The OpenCL header file from the CUDA sdk doesn’t define CL_FP_CORRECTLY_ROUNDED_DIVIDE_SQRT, nor do NVidia OpenCL devices return that information in the Single FP Config information (http://www.khronos.org/registry/cl/specs/opencl-1.2.pdf#page=234). This means Divide and SQRT calculated on the devices are not done according to the IEEE 754 spec, and you can trivially check this for yourself.
Is this something that was maybe overlooked, or planned to be implemented later, or is there an inherent reason why it won’t/can’t be implemented? Or have I just missed something like downloading the wrong driver (I have the CUDA 5.5 SDK).
I don’t believe NVIDIA is prioritizing OpenCL 1.2, and certainly haven’t heard anything myself… there’s been a few posts in the last few months about it and no definite answer from NVIDIA. If you need OpenCL 1.2 for some reason, I’d say go over to ATI.
I do not use OpenCL, but I assume this is about single-precision division and sqrt?
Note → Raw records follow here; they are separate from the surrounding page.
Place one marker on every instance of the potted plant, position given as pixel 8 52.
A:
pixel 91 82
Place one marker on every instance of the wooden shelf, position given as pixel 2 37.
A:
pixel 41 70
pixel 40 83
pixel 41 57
For a reference single-precision IEEE-754 rounded square root, you might want to try adapting the following code:
Of course one could also use the host’s math.h sqrtf() implementation as the reference, as there are only 2**32 test cases to consider so an exhaustive test would take less than half an hour. Just make sure to dial up the “strict” floating-point settings of the host compiler, otherwise the host library square roots may not be correctly rounded! Testing division is a bit trickier, one cannot really do that exhaustively, even for single precision.
Before expending time on a test effort, it probably would be advisable to first establish what properties are actually promised by NVIDIA’s OpenCL implementation based on the documentation and feature strings.